Esta chuva que não pára, esta lama nas ruas, esta humidade pegajosa no ar. Atravesso a cidade à hora combinada e estaciono em segunda fila à tua espera. No rádio, a descrição das filas selvagens nos acessos aos subúrbios desesperados. Imagino as filhas-da-putice das ultrapassagens, as rodas a chiarem. Espero os dez minutos da praxe, enquanto desligas o computador, enquanto desejas boas festas a todos, enquanto dizes uma ou outra frase feita em direcção ao elevador. Talvez desças com algum colega e falem de qualquer coisa, tu sempre a sorrir.
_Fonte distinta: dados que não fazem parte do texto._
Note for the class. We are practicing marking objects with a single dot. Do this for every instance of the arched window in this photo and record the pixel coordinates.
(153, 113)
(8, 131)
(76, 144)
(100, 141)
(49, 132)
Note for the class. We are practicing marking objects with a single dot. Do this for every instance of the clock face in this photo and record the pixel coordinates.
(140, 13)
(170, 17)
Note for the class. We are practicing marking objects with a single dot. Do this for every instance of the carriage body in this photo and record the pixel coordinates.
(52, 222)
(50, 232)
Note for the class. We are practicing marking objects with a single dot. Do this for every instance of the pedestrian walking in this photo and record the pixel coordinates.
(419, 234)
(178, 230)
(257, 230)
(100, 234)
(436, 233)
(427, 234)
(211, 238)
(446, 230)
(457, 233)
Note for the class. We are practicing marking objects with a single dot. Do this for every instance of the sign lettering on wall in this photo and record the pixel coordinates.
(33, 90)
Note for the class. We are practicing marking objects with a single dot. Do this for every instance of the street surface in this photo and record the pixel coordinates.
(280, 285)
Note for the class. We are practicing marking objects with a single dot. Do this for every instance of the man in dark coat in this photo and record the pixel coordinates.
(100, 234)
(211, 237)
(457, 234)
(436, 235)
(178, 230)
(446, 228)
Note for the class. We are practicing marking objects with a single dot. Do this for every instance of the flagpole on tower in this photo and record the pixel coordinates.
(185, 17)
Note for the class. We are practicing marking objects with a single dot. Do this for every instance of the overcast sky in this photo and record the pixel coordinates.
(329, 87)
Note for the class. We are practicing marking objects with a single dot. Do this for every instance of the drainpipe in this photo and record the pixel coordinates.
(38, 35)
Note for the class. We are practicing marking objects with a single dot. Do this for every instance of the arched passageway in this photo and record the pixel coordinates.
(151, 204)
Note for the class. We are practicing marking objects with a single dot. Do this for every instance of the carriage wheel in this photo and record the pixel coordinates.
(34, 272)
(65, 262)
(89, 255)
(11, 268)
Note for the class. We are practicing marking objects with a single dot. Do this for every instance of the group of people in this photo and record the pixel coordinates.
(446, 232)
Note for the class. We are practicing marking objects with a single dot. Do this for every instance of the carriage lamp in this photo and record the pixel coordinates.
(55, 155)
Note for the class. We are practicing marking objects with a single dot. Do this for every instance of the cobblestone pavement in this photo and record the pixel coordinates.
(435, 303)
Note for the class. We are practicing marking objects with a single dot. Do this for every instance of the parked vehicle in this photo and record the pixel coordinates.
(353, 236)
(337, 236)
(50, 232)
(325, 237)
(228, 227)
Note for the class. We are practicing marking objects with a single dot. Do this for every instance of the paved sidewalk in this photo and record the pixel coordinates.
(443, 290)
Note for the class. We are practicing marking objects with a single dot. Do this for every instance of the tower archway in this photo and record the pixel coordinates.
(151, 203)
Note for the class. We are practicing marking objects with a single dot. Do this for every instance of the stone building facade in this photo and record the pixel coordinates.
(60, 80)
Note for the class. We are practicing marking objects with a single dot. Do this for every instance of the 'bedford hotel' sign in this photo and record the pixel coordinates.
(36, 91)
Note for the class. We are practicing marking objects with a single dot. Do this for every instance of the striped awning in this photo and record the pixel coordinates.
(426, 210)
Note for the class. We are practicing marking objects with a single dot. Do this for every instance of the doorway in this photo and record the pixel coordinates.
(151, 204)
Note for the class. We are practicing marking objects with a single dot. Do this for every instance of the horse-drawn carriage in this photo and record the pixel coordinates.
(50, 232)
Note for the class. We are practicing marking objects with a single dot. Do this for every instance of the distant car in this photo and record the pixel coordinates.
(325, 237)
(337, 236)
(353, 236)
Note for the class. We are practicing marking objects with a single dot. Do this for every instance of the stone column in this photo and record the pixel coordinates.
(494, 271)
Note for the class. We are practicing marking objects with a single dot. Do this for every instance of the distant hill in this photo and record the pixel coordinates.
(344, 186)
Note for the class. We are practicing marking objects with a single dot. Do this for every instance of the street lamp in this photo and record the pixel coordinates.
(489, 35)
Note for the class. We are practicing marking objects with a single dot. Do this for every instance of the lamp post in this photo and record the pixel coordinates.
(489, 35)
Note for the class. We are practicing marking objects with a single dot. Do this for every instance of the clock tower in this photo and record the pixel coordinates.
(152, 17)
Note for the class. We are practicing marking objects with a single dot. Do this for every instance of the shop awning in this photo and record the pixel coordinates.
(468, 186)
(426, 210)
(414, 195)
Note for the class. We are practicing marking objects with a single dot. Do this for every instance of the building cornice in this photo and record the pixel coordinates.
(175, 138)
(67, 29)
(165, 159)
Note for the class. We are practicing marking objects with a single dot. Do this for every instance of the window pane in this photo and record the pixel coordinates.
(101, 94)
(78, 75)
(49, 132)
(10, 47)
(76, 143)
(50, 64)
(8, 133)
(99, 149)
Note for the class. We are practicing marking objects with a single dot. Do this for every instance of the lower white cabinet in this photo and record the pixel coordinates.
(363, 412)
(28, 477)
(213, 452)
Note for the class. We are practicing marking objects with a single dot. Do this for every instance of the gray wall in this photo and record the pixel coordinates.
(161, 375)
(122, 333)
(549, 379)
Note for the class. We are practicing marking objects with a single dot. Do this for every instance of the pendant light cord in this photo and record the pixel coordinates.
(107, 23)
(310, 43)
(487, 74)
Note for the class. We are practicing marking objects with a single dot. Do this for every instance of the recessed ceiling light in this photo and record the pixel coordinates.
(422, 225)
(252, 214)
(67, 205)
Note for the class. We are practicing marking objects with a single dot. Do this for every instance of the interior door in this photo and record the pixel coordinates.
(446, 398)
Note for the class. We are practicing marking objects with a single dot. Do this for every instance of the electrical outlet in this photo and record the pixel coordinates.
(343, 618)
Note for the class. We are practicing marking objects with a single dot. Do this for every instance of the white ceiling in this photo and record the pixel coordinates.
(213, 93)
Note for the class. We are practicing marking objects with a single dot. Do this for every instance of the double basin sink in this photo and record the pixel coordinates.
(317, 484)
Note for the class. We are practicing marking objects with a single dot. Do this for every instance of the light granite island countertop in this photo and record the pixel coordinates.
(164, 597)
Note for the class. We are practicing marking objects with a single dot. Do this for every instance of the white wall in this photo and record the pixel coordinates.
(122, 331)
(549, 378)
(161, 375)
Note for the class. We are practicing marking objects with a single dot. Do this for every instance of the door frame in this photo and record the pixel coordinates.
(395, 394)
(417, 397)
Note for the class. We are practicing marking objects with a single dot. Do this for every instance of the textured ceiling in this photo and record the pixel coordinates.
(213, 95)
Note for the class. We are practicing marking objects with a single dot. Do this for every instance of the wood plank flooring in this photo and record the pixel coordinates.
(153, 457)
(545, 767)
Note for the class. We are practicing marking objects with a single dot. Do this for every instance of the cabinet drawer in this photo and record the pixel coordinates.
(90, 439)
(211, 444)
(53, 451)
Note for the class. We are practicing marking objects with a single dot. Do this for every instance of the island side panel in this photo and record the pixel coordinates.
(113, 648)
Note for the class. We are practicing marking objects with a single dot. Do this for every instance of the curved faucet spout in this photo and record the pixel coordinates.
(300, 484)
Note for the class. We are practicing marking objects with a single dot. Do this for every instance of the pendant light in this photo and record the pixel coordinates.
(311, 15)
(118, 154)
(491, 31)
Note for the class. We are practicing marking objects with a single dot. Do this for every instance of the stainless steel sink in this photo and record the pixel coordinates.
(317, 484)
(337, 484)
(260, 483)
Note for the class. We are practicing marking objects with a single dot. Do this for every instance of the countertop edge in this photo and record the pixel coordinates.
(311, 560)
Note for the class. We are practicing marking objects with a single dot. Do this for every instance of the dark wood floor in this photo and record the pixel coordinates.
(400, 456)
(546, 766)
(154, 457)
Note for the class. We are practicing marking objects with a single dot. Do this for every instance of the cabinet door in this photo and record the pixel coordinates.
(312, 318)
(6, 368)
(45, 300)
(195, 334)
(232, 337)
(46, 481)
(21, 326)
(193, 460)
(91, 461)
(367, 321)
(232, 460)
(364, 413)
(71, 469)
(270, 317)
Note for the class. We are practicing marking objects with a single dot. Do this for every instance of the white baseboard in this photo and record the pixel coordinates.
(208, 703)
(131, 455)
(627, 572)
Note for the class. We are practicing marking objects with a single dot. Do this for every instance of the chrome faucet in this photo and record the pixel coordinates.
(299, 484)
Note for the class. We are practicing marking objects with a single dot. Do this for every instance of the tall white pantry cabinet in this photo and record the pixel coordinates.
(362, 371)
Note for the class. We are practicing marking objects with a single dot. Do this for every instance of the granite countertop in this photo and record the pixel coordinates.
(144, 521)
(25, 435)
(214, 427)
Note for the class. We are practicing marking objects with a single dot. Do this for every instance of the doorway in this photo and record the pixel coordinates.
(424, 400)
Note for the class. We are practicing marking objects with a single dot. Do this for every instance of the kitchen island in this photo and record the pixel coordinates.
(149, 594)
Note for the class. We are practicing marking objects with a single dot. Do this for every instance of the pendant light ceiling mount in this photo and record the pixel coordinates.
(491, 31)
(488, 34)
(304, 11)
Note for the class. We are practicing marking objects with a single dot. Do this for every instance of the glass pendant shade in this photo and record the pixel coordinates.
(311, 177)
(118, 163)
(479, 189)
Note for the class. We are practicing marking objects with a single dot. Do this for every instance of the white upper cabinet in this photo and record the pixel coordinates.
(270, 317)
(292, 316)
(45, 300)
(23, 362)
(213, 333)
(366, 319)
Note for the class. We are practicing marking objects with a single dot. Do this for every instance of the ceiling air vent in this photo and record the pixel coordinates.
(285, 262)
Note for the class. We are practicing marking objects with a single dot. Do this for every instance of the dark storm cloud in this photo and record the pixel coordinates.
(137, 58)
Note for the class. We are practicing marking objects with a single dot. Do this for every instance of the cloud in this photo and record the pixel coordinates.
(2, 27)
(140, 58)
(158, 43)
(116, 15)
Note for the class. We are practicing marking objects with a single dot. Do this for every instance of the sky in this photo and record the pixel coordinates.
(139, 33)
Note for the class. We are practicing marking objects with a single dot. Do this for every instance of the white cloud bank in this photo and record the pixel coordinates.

Lá estás tu à porta do edifício a falar. Lá estás tu, vestida de vermelho a sorrir, com a camisola que nunca gostei, com o trejeito que odeio, a cabeça de lado, os cabelos a tremer. Não ouço, mas sei o que dizes na tua indiferença pelos problemas dos outros bem disfarçada com a voz grave que colocas quando dizes  – Isso não há-de ser nada. Vejo-te a caminhar em direcção ao carro por entre o trânsito, o passo confiante. Vejo-te a fechar o guarda-chuva com as unhas de plástico que sempre abominei. Abres a porta e decido que logo à noite vou sair para comprar tabaco e não vou voltar.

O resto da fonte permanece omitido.